Нет, обвала не случилось. Но его хорошо раскупали, несмотря на огромный выбор новинок, что тогда предлагали магазины. Конечно, было приятно слушать вгиковцев, которым не исполнилось и двадцати, сообщивших мне, что они приобрели утесовский комплект и теперь устраивают в общежитии по субботам коллективные прослушивания: «Не больше десяти песен в один вечер, чтобы подольше хватило».
Откликнулась и пресса. Писать рецензии на пластинки у нас не было принято, а тут сразу – и «Комсомолка», и «Культура», и «Музыкальная жизнь».
Утесов, не скрывая радости, говорил:
– Я волновался больше, чем перед премьерой. Хотя вроде бы зачем? Песни все апробированы, печатались большими тиражами в свое время. Но как раз в этом «в свое время» – причина моих переживаний. А вдруг сегодня это никому не нужно?!..
Вслед за первым альбомом студия выпустила второй, сделанный как концерт по заявкам. В письмах, что мы читали, было столько просьб о песнях, которые не обнаружились, что песен этих хватило бы еще не на один «гигант».
Помню, когда мы сдавали второй альбом Утесову, он посетовал, что «Землянка» Константина Листова и Алексея Суркова неважно записана.
– Я, признаюсь, не сразу оценил эту песню, – говорил он. – Оркестровка ее украсила, а записать ее сразу что-то не тянуло. Отставил ее, а этот поздний вариант звучит бедновато, и мелодия тоже, как говорят музыканты, «для бедных». Впрочем, может быть, в этом и ее ценность. Тут ведь все решает не она, а то, о чем поется в песне.

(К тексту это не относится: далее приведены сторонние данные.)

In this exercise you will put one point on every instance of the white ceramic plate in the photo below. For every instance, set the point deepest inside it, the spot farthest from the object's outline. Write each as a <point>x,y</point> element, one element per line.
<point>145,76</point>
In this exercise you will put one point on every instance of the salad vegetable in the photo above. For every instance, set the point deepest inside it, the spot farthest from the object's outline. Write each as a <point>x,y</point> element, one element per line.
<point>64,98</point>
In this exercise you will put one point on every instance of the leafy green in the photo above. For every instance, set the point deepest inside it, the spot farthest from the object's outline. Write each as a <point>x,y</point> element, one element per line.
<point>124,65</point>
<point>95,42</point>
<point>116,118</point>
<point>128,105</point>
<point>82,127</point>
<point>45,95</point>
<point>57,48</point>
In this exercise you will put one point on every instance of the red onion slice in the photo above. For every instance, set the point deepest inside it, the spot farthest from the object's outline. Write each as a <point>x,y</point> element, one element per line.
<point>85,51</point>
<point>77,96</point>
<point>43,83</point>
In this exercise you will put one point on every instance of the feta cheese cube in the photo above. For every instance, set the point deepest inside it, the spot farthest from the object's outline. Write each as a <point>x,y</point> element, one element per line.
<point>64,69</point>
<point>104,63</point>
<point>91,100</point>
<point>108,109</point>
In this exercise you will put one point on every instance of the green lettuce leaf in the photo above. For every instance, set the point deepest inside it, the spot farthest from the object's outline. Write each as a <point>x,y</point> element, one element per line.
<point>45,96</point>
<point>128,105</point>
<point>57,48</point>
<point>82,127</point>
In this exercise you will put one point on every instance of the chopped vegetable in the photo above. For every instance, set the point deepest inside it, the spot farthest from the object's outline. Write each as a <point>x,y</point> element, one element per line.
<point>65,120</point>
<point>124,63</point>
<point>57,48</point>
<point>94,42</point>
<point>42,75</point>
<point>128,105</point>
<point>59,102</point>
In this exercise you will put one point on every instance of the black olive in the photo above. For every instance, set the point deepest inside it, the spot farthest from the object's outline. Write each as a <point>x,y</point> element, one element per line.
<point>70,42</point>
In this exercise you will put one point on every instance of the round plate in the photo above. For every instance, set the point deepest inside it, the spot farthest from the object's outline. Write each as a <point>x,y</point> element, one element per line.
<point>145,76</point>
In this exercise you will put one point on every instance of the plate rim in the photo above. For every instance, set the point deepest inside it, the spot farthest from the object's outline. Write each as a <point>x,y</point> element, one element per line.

Историю рождения «Землянки» я знал: мне как-то поручили сделать кадр в «Доброе утро» о ней. Я разыскал рассказ Суркова, который, будучи военным корреспондентом, зимой 1942 года застрял под Москвой, к которой рвались немцы, и написал стихотворное письмо жене. Оно попало на страницы «Комсомолки», которая через несколько дней опубликовала мелодию Листова на эти стихи. Не клавир, а одну строчку, без аккордов. Но песня сразу полетела. Ее пели на фронтах повсюду: тема была близка всем – верность любимой и мечта о встрече с нею. И распространение песни шло вопреки всему – ни пластинок, ни радио. В эфире «Землянка» прозвучала всего один раз: цензура из-за строчек «До тебя мне дойти нелегко, а до смерти – четыре шага» объявила песню пессимистической и запретила ее.
– Вот давайте проведем эксперимент, – предложил Леонид Осипович, когда зашла речь о «Землянке». – Сейчас я вам на первые две строфы сурковского стиха спою четыре разных мелодии. Клянусь, без подготовки. С ходу.
Он запел. Сначала это был лирический монолог в романсовом стиле, без ритма, нечто напоминающее мысли вслух. Затем – вальс, медленный и такой грустный, что защемило в носу. Потом – танго, казалось бы вовсе не соответствующая стихам форма, но она несла трагический и роковой оттенок, и думалось, а почему бы не так, и такое возможно.
– Хватит, – остановился Утесов. – Я предложил вам несколько вариантов, вложил в них свое сердце и по вашим глазам вижу, что затронул вас. Но я не буду спрашивать, какой вариант лучше. Потому что все они сделаны по расхожим штампам, в них нет и намека на новизну или открытие, и, конечно, они несравненно хуже листовского. Я много пел замечательных песен Кости – «Гренаду», «Если любишь, найди», «Тачанку», «Дождь». В «Землянке» он точно угадал, что нужно этим стихам. В его песне гармония между мелодией и словом. Повторю, сам я не сразу принял эту гармонию как единственно возможную...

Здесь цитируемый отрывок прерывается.